During my brief visit, I got to observe first-hand both the excitement and minutiae that Seth gets to experience everyday–both as a desk librarian at Nolen and a systems librarian/all-around tech wizard at Watson. Seth wore many hats throughout the day, and in him I saw all the versatility and mental acumen that the job really requires. It was exhausting and intimidating, both to his credit.
Libraries from my childhood often felt authoritative. Whenever I went into one, the atmosphere could feel stifling and almost judgmental. I felt out-of-place — as if a stern figure was always seconds away from pointing a finger and forbidding the most minor of infractions. But the libraries where Seth works aren’t related to those horror setting from my childhood. They were much more open and less restrictive. Since I am an aspiring picture book author/illustrator, I was especially interested in the Nolen library, which is 1/3 picture books and is noted for a story-time for ages 3-5 every morning. There is also a story–time for aged 5-8 in the evenings. I didn’t see young people scared to talk there. That was cool. It wasn’t a repressive place, by any stretch.
There was a welcoming atmosphere in the Nolen Library that was mirrored by the staff. Which is amazing, given how busy these librarians often are—given the multitude of varied pressures and stresses that I witnessed them experience in just my short time there.
It wasn’t a particularly busy day. I wanted to chose a low-key time, so the library wasn’t packed with story-time listeners and parents and nannies, etc. I chose a time when I wouldn’t be impeding my friend from doing his work. As I often hear about the emotional duress that being a public servant can bring on, this was really the only thing that made sense.
As I toured the stacks at the Nolen Library, Seth told me about a particularly eventful story-time that’d recently happened in the very room. I am aware, as I wrote, of how stressful it can be to be any librarian. This story and Seth’s descriptions related to it made me respect fully the emotional demands placed on anyone running a story-time, be it a children’s librarian, a volunteer, or any staff member.
Managing a library, especially a story-time, seems akin to being a ring-leader in a circus. You don’t just manage the little ones, commanding respect, but maintaining a balance that doesn’t turn you into a jerk.
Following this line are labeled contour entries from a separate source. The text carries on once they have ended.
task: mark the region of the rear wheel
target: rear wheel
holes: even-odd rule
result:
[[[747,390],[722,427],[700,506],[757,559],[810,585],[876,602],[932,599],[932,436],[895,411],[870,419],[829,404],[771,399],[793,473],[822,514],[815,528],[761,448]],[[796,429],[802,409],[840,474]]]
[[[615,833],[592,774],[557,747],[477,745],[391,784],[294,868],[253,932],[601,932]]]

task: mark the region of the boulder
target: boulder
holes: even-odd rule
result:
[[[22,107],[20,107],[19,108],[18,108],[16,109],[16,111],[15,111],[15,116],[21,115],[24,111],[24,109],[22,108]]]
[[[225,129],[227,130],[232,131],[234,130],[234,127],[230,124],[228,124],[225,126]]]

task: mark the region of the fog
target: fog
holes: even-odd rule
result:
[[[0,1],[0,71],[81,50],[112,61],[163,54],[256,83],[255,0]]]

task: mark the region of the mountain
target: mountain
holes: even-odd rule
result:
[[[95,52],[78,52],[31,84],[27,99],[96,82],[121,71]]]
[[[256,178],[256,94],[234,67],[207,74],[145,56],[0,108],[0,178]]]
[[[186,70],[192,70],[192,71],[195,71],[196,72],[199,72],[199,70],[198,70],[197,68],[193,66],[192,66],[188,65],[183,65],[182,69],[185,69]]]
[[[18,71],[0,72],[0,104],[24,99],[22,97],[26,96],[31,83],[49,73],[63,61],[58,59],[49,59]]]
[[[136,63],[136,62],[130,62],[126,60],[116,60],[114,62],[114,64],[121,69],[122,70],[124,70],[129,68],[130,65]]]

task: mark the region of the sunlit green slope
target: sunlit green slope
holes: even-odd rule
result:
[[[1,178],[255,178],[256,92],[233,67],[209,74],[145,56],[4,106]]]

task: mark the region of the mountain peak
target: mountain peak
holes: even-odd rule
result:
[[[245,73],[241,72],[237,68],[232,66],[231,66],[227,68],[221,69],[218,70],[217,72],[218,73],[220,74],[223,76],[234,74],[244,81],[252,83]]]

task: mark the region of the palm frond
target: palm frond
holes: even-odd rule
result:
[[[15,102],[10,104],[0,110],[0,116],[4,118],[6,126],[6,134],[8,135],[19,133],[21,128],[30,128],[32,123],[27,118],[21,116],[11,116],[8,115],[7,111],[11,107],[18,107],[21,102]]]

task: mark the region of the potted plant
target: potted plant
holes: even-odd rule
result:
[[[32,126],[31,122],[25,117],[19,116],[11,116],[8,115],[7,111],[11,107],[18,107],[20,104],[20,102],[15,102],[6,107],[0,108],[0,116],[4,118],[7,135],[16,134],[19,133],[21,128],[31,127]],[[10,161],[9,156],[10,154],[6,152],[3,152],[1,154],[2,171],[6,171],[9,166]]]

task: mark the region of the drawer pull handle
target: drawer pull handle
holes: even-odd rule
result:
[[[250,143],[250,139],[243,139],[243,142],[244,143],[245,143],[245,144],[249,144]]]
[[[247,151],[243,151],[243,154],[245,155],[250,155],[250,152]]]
That’s one level. But, according to Seth, it’s also managing parents. Managing nannies. Managing volunteers. Making sure the kids don’t idly destroy the legitimate artworks on display near them. All of this during story-time.
But story-time doesn’t swallow the Nolen Library completely, despite picture books being so large a part of their collection. While story-time was happening on that particular day, a group of high-schoolers were also having class in the library.
The library is never a static place and different groups often have to be managed at the same time. But a librarian like Seth also has to contend with a lot of behind-the-scenes technology stuff. In addition to having to fix the circulation desk scanner like every single say, he is also responsible for devices that I wouldn’t even begin to know how to approach, much less turn on, much less operate correctly.
The day left me with a renewed admiration for librarians, volunteers, and everyone involved in any large story-time ever. These people manage so much stress, both for other people externally and also for themselves internally, and are so infrequently lauded for it. People like my best friend, in my humble opinion, are literal unsung superheroes.
After our observance, me and Seth at chicken salad for lunch. I looked at art when he had to go back to work. It was a great experience and day.